The Lie derivative is a significant concept of differential geometry, named after the discovery by Sophus Lie in the late nineteenth century. It estimates the modification of a tensor field (containing scalar function, vector field), along the flow defined by an additional vector field. Lie derivative can be defined on any differentiable manifold as this change is coordinate invariant.

A vector field $X$ is a linear mapping from $C^{\infty}$ function to $C^{\infty}$ function on a manifold, satisfying
$$\begin{gathered} X(f g)=(X f) g+f X(g), \quad \forall f, g \in C^{\infty}(M) \ X(f)=\sum \frac{d x^\mu}{d v} \frac{\partial f}{\partial x^\mu} \end{gathered}$$
such that
$$X=\sum a^\mu \frac{\partial}{\partial x^\mu} .$$
Suppose $X^\mu(x)$ is a vector field defined over a manifold $M$. Trajectory of $X^\mu$ is obtained by solving
$$\frac{d x^\mu}{d v}=X^\mu(x(v)) .$$
Let us consider a coordinate transformation
$$\bar{x}^\mu=\bar{x}^\mu\left(\epsilon, x^r\right),$$
where $\epsilon$ is a parameter. This is known as one parameter set of transformation. This transformation designates a mapping of the spacetime onto itself. If the transformation takes the form
$$\bar{x}^\mu=x^\mu+\epsilon \xi^\mu(x),$$
then it is called infinitesimal one parameter transformation or infinitesimal mapping.
Here, $\xi^\mu(x)$ is a contravariant vector field defined by
$$\xi^\mu(x)=\left.\frac{\partial \bar{x}^\mu}{\partial \epsilon}\right|_{\epsilon=0} .$$

## 物理代写|广义相对论代写General relativity代考|Killing Equation

The structure of the metric tensor implies the structure of the spacetime.
Question: Does the metric tensor $g_{\mu v}$ change its value under the infinitesimal coordinate transformation
$$\bar{x}^\mu=x^\mu+\epsilon \xi^\mu(x) ?$$
To search the answer to this question, one has to check whether Lie derivative of $g_{\mu v}$ vanish or not. A mapping of the spacetime onto itself of the form
$$\bar{x}^\mu=x^\mu+\epsilon \xi^\mu,$$
[i.e., infinitesimal transformation] is known as isometric mapping if the Lie derivative of the metric tensor vanishes, i.e.,
\begin{aligned} & L_{\xi} g_{\mu v}=0, \ & \Rightarrow \ & \xi^\rho \nabla_\rho g_{\alpha \beta}+g_{\alpha v} \nabla_\beta \xi^v+g_{\mu \beta} \nabla_\alpha \xi^\mu=0, \ & \Rightarrow \ & \nabla_\beta \xi_\alpha+\nabla_\alpha \xi_\beta=0 \equiv A_{\alpha \beta} . \end{aligned}
The equation
$$L_{\xi} g_{\mu v}=\nabla_\beta \xi_\alpha+\nabla_\alpha \xi_\beta=0$$ is known as Killing equation. The solutions $\xi^\mu(x)$ of the Killing equation are termed as Killing vectors (KVs).

KV exist $\Rightarrow \exists$ solution of Killing equations $\Rightarrow$ presence of a definite intrinsic symmetry in that spacetime.

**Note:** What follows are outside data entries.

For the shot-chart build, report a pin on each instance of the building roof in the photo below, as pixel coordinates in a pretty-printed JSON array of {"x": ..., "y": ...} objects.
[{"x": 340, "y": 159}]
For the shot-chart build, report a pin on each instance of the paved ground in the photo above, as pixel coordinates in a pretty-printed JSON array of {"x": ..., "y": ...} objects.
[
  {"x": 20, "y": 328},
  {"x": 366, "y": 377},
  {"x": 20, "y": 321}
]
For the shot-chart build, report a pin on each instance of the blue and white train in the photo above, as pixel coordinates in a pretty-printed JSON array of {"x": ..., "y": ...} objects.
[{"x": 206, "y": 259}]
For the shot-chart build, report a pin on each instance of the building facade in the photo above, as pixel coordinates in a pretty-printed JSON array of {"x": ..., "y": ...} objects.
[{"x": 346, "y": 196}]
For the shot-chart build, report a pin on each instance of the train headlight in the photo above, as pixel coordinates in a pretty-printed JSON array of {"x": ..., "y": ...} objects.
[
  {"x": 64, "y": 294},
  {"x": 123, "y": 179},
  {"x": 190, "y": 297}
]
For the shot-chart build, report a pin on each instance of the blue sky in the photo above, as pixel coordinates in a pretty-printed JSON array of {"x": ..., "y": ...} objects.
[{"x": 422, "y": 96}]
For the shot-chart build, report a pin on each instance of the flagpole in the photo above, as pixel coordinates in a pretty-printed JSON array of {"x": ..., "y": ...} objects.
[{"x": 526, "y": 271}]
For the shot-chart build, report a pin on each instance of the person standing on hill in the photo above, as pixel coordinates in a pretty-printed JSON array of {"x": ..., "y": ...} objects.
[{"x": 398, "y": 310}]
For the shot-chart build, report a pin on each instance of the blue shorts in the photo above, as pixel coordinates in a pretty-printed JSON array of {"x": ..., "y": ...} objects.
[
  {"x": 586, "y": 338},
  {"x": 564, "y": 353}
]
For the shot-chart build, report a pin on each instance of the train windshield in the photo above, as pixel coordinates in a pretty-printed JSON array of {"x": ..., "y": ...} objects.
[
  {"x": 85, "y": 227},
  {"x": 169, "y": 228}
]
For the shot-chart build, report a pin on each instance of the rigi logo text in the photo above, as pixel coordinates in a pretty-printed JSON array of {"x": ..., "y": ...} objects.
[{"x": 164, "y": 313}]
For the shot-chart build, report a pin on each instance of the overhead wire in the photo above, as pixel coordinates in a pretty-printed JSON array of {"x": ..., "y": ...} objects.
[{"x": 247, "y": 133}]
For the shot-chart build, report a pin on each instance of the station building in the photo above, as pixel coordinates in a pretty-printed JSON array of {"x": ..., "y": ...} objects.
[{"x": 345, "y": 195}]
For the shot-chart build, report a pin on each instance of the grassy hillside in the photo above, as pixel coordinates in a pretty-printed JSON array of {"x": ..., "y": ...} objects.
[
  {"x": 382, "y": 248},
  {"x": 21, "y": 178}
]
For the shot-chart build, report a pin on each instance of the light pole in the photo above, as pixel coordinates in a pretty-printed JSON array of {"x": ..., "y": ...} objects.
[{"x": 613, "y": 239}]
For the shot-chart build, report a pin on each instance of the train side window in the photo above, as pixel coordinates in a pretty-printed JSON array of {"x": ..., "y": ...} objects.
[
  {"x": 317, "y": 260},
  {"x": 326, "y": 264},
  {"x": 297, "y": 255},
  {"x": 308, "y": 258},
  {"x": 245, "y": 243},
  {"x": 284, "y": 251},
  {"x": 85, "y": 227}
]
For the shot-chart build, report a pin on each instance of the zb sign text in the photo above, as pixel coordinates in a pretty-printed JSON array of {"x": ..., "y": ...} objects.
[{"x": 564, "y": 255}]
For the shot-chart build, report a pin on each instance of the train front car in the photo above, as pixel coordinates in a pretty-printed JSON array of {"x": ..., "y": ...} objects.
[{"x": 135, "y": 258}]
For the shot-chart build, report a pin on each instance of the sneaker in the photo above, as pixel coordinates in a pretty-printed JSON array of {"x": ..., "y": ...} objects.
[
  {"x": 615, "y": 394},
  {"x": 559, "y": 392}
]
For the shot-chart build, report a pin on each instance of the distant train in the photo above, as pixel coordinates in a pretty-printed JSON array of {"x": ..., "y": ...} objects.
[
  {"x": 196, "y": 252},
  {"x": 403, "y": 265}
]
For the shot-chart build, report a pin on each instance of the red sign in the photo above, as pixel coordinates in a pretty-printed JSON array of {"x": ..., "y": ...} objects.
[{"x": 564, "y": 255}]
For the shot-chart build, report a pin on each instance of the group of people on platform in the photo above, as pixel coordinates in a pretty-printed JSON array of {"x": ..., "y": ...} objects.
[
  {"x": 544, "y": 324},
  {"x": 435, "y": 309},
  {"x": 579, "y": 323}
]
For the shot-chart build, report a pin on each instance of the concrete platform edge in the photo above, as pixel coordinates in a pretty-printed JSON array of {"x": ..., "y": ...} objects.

No solution of the Killing equation $\Rightarrow$ does not exist $\mathrm{KV} \Rightarrow$ the spacetime has no symmetry whatsoever.

# 广义相对论代考

## 物理代写|广义相对论代写General relativity代考|Lie Derivatives and Killing’s Equation

$$X(f g)=(X f) g+f X(g), \quad \forall f, g \in C^{\infty}(M) X(f)$$

$$X=\sum a^\mu \frac{\partial}{\partial x^\mu} .$$

$$\frac{d x^\mu}{d v}=X^\mu(x(v)) .$$

$$\bar{x}^\mu=\bar{x}^\mu\left(\epsilon, x^r\right),$$

$$\bar{x}^\mu=x^\mu+\epsilon \xi^\mu(x),$$

$$\xi^\mu(x)=\left.\frac{\partial \bar{x}^\mu}{\partial \epsilon}\right|_{\epsilon=0}$$

## 物理代写|广义相对论代写General relativity代考|Killing Equation

$$\bar{x}^\mu=x^\mu+\epsilon \xi^\mu(x) ?$$

$$\bar{x}^\mu=x^\mu+\epsilon \xi^\mu,$$

$$L_{\xi} g_{\mu v}=0, \quad \Rightarrow \xi^\rho \nabla_\rho g_{\alpha \beta}+g_{\alpha v} \nabla_\beta \xi^v+g_{\mu \beta} \nabla_\alpha \xi^\mu$$

$$L_{\xi} g_{\mu v}=\nabla_\beta \xi_\alpha+\nabla_\alpha \xi_\beta=0$$

$\mathrm{KV}$ 存在 $\Rightarrow \exists$ 杀死方程的解 $\Rightarrow$ 在该时空中存在确定的内 在对称性。

Killing 方程无解 $\Rightarrow$ 不存在 $\mathrm{KV} \Rightarrow$ 时空没有任何对称性。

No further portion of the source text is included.